We often talk about technology as if it were a thing that happens to us. Peruse the technology section of any media outlet and you will find yourself reading about what technology is doing — giving us new capabilities, reshaping our social lives, disrupting stodgy conventions, overcoming barriers that restrain our innovation.
The one thing technology is not doing, it would appear, is being political. For many who work in or write about the tech sector, technology and politics are separate — and unequal — forces. Even avowed technoskeptics fall into this trap. In a recent essay in The Guardian, Cambridge University political scientist David Runciman maintains that “only politics can rescue you from bad politics,” but even so, he is forced to concede that “the most significant revolution of the 21st century so far is not political … Technology has the power to make politics seem obsolete.” If technology is, as he puts it, “dynamic, flexible and exciting,” politics is terminally gridlocked. These definitions can easily lead to a blanket defense of technology: Like it or hate it, at least technology is doing something.
In his 1997 article “Technology: The Emergence of a Hazardous Concept,” the historian Leo Marx shows that this way of thinking about technology has a long history. He is concerned less with the effects of specific gadgets than with the origins and characteristics of the very idea of technology. He writes,
Contemporary discourse, private and public, is filled with hackneyed vignettes of technologically activated social change — pithy accounts of “the direction technology is taking us” or “changing our lives.”
This way of thinking becomes dangerous when it leads us to treat technology like something that is distinct from the human sphere but able of acting on it powerfully and for the better. The problem, he writes, comes when we use “the word ‘technology’ as the subject of active verbs.” This grammar — perhaps best exemplified in the title of Wired magazine founder Kevin Kelly’s book “What Does Technology Want?” — obscures the role humans play in inventing technology and shaping the uses to which it is put. Technology becomes an autonomous force, while politics is dismissed as a messy byproduct of larger forces.
Consider one ubiquitous contemporary example: Uber. We often talk about it as a technological innovation that just happens to have some political implications — maybe it puts some taxi drivers out of work or conflicts with existing regulations. When governments respond with measures that Uber opposes, the new laws are scorned as “antiquated regulations” at odds with technological progress. Uber is simply a new platform that expands transportation options, while the political issues are undesirable byproducts imposed by outsiders. When MSNBC runs an article called “The Complicated Politics of Uber,” the “politics” in the title refer to the various reactions of politicians, not the politics implicit in the very structure of ridesharing apps.
Technologies are not in danger of being politicized, because they are political from the start – however carefully these politics are obscured.

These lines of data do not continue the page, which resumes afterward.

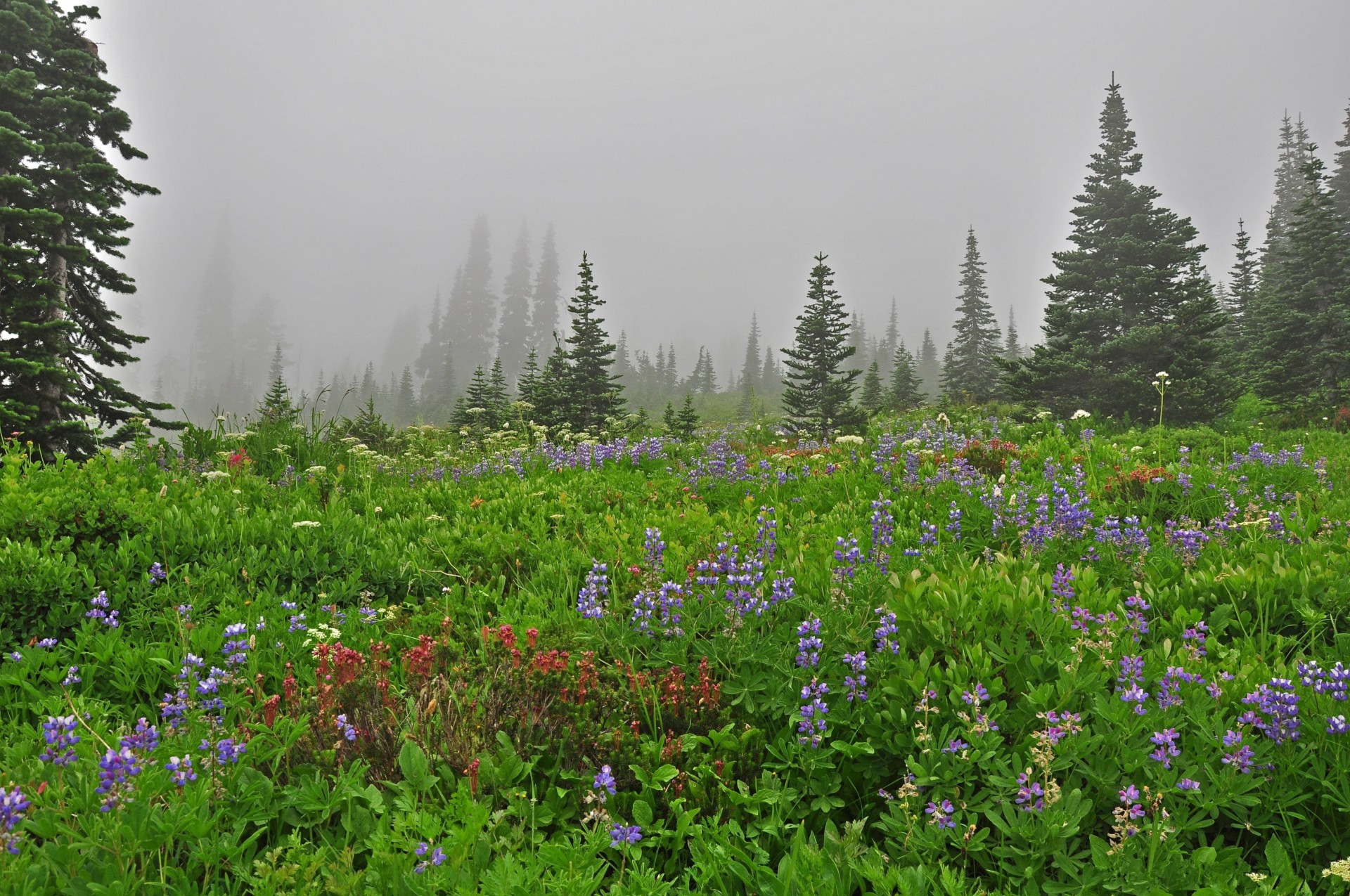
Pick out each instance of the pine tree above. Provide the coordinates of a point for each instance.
(1339, 181)
(1242, 287)
(544, 309)
(515, 332)
(928, 368)
(591, 393)
(970, 369)
(1301, 315)
(818, 396)
(905, 381)
(873, 398)
(58, 236)
(1131, 300)
(472, 313)
(1012, 347)
(1288, 181)
(686, 422)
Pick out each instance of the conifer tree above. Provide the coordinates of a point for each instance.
(970, 370)
(873, 398)
(1339, 181)
(905, 381)
(1012, 347)
(472, 313)
(61, 231)
(1301, 315)
(928, 368)
(544, 299)
(515, 332)
(591, 393)
(818, 396)
(1128, 301)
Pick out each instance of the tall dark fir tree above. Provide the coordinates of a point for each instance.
(820, 394)
(61, 230)
(593, 394)
(971, 366)
(1128, 301)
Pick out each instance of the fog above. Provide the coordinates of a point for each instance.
(338, 152)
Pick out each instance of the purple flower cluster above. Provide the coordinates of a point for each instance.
(591, 599)
(809, 642)
(811, 727)
(99, 610)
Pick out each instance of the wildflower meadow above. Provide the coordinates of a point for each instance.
(967, 655)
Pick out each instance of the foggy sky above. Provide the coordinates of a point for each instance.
(700, 152)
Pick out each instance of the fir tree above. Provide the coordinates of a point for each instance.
(544, 309)
(1301, 316)
(472, 306)
(1012, 347)
(818, 396)
(1131, 300)
(873, 398)
(61, 231)
(686, 422)
(928, 366)
(515, 334)
(970, 370)
(591, 393)
(905, 381)
(1338, 186)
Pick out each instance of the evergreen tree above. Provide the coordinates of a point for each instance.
(1288, 180)
(591, 393)
(905, 381)
(1131, 300)
(1301, 316)
(970, 369)
(873, 398)
(1012, 347)
(686, 422)
(1338, 186)
(818, 396)
(472, 315)
(928, 366)
(60, 233)
(515, 334)
(544, 312)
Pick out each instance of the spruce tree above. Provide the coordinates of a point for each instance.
(1339, 181)
(515, 334)
(1012, 347)
(1301, 316)
(873, 397)
(61, 231)
(544, 299)
(905, 381)
(591, 393)
(970, 369)
(928, 368)
(1128, 301)
(818, 396)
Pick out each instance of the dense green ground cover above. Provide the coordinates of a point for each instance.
(958, 656)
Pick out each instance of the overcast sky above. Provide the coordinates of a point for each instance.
(702, 152)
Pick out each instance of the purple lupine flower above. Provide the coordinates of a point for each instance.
(1165, 741)
(591, 598)
(810, 729)
(13, 806)
(856, 683)
(1030, 795)
(181, 771)
(623, 836)
(809, 642)
(58, 732)
(941, 814)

Instead of asking, “What might be the political implications of this technology?” we should ask, “How might this technology actually represent politics by technological means?” Uber is a well-capitalized legal entity with a business plan and a vision for its role in society, so it has intrinsic political implications well before it ever gets debated by politicians. Uber dumps heaps of money into lobbying, strong-arms state and local governments into compliance and threatens journalists who criticize the company. By selling its vast bank of travel data to city governments, it has become a data intermediary that local politicians rely on. It has even hired one of Barack Obama’s former top strategists — a clear sign that Uber executives understand that their project is political.
Uber is an easy target because its quick rise to power has made concealing its activities behind the concept of technology somewhat harder. But the same principle applies generally. Technologies are shaped from the beginning by human beings making political, value-laden choices about what gets funded and how programs are implemented. Technologies are not in danger of being politicized, because they are political from the start, however carefully these politics are obscured.
When we speak and write, our subject should be the people and politics behind a technology, not the technology itself. But such investigation and analysis is woefully rare. As Evgeny Morozov laments in a recent essay for The Baffler,
In fact, the very edifice of contemporary technology criticism rests on the critic’s reluctance to acknowledge that every gadget or app is simply the end point of a much broader matrix of social, cultural and economic relations.
If we follow Morozov in his insistence that technology reflects its social context, it will be easier to see how the concept of technology has become an instrument for hiding politics. The structural connections between apparently isolated phenomena will become easier to detect. Look at it this way: The problem isn’t that there’s a thorny, technological branch; the problem is that the political roots are infected with rot. Of course we should trim the thorny branches. But we must not then put away the clippers and think our problem has been solved.